“She hears no voice, accepts no correction; In the LORD she has not trusted, to her God she has not drawn near” (Zephaniah 3: 2)
As I reflected on the readings for today, I kept going back to these words and felt like they were speaking my story. I was in the dark for so much of my life because of the fear that I lived in. Not only did I not trust others, I also didn’t trust the Lord. I was afraid that if I let him into my heart he would abandon me. I am sorry that it wasn’t until I was 40 years old that I began to draw near to Him; that it took me so long to see his goodness and to know that he would never betray me or abandon me. But the Lord takes us where we are at and helps us become the person he created us to be in his image.
“You need not be ashamed of all your deeds, your rebellious actions against me” (Zephaniah 3: 11)

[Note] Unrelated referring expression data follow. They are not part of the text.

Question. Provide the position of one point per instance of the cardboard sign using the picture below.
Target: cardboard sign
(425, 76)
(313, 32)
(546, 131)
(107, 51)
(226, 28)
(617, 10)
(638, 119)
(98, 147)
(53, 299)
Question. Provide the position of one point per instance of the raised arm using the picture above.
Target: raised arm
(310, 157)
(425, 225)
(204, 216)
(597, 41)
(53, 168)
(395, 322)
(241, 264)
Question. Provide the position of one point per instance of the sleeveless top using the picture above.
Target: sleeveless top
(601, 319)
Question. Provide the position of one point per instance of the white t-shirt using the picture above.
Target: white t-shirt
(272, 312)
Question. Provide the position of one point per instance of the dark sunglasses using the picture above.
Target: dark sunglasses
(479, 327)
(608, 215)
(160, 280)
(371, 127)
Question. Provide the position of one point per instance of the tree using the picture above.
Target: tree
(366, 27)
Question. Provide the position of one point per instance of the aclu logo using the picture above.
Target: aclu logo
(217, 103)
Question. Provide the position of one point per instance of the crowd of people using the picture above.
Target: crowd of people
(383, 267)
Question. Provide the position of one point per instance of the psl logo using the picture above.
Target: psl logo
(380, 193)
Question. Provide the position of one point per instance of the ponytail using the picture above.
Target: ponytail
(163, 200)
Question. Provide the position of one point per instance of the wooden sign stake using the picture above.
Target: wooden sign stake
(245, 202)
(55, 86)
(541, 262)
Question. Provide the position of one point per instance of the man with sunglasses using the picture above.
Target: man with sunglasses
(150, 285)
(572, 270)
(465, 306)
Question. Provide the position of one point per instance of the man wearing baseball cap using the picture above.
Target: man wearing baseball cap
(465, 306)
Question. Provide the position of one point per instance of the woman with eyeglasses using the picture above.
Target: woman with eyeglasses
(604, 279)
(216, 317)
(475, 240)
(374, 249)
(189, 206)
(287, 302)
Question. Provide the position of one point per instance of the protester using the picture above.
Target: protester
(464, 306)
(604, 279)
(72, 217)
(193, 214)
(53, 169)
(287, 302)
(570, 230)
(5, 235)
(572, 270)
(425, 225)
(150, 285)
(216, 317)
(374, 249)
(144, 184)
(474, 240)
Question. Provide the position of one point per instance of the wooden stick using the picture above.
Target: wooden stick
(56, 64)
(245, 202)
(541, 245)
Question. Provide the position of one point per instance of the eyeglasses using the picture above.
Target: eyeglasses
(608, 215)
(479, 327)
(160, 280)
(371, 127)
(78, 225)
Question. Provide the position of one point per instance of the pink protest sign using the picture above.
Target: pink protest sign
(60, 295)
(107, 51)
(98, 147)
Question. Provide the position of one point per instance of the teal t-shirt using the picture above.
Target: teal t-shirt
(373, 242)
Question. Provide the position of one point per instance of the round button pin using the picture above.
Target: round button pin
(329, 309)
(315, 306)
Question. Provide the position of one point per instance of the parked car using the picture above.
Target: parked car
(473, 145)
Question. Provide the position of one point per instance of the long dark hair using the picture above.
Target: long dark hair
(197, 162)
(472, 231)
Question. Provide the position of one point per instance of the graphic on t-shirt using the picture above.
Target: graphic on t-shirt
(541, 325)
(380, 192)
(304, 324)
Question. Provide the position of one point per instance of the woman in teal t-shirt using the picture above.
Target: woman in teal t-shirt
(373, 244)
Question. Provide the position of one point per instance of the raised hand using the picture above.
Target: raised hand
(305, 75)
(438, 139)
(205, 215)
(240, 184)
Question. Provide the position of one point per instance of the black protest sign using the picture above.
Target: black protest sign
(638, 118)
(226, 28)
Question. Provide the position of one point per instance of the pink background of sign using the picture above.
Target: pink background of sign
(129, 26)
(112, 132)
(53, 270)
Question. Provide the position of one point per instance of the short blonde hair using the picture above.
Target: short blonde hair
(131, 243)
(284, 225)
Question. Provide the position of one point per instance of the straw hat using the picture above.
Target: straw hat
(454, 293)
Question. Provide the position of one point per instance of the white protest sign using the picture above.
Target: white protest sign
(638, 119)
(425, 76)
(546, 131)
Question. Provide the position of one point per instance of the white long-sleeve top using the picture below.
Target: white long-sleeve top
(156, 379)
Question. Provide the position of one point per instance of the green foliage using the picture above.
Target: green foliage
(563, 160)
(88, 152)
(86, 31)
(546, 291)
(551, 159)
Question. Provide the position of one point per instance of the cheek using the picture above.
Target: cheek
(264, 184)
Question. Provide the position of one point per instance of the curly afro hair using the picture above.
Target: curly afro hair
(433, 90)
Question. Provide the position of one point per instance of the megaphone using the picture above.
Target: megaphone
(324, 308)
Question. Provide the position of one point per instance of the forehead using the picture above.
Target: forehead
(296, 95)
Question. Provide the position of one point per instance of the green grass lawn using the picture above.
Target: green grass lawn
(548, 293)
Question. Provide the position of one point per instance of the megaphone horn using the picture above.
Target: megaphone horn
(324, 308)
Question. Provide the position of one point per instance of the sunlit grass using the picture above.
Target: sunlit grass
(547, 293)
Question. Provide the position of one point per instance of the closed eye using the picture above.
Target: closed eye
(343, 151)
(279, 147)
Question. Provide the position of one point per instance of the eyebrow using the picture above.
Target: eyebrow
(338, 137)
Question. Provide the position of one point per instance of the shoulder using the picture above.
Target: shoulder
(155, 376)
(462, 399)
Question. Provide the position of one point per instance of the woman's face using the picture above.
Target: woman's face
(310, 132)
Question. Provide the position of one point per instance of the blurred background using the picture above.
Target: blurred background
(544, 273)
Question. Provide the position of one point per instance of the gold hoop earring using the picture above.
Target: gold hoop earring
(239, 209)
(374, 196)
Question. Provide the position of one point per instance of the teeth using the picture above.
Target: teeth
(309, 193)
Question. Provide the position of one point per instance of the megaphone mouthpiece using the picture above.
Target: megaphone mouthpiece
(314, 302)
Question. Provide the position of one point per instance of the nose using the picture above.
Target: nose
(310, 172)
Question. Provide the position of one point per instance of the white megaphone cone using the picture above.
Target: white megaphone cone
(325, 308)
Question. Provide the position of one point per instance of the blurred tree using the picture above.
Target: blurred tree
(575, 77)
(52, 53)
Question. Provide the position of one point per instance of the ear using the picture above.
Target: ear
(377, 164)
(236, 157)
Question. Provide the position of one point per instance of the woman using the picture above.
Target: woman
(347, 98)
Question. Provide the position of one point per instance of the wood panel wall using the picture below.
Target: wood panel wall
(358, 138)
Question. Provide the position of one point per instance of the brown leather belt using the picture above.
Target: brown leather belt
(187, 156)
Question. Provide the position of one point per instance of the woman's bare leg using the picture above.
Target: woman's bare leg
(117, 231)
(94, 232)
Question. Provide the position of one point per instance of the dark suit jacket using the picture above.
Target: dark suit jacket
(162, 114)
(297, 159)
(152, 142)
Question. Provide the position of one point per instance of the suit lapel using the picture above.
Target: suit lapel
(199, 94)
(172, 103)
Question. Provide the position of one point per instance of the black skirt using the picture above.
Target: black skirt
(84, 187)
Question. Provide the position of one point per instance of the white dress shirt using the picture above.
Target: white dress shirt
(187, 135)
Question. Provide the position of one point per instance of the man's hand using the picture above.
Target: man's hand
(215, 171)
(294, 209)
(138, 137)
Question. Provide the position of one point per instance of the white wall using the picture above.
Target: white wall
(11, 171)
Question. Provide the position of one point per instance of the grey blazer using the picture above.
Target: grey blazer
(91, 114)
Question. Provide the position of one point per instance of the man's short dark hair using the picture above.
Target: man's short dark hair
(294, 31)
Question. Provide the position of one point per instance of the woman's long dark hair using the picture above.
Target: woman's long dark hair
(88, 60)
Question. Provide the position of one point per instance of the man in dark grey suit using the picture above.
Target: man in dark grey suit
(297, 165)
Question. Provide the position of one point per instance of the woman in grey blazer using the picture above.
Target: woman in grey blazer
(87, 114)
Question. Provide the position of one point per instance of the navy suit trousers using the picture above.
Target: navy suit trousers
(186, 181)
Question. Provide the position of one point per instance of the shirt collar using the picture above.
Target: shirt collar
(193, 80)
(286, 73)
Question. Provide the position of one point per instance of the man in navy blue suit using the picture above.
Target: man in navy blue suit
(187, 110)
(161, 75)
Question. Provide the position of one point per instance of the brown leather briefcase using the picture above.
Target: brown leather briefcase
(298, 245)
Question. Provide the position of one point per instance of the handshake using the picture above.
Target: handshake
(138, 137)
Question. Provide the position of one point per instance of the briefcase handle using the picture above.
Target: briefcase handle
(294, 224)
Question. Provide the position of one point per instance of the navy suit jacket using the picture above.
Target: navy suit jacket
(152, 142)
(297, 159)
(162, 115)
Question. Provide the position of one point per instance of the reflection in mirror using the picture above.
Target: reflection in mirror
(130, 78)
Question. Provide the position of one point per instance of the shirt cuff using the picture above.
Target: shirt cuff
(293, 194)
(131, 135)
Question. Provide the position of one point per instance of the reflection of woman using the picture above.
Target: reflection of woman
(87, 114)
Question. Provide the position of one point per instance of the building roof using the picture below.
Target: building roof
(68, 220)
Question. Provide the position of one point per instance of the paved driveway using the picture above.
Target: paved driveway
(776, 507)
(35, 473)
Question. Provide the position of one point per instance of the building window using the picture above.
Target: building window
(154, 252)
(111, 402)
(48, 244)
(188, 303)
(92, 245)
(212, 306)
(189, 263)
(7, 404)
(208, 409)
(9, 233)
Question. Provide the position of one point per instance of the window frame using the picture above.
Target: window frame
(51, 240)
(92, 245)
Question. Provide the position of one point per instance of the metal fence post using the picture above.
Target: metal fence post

I am so thankful for his mercy. I allowed my shame to prevent me from receiving the graces of the Sacrament of Reconciliation. I stayed away from it for 25 years and even when I began receiving the sacrament again, it still took me a long time to feel sorrow instead of shame for my sins. A friend taught me there is a big difference. I was also rebellious and would not accept correction. I thought my situation was the exception to the rule and that I shouldn’t be held up to the same standard. There are times that I still rebel but they are few and far between. I know there are days when I am like the son in today’s gospel where I say “I will not” to what God is asking me to do but I usually come around. I put aside my pride and ask for the courage and strength to do His will. Fear continues to come between me and our Lord so I find myself praying for courage often.
“The LORD redeems loyal servants; no one is condemned whose refuge is God” (Psalm 34: 23)
There are so many beautiful words and treasures in today’s readings. The Lord loves us so much and he will never condemn those who take refuge in his love and mercy. Out of love for you, Lord, I want to follow your precepts and to be a faithful servant to my King.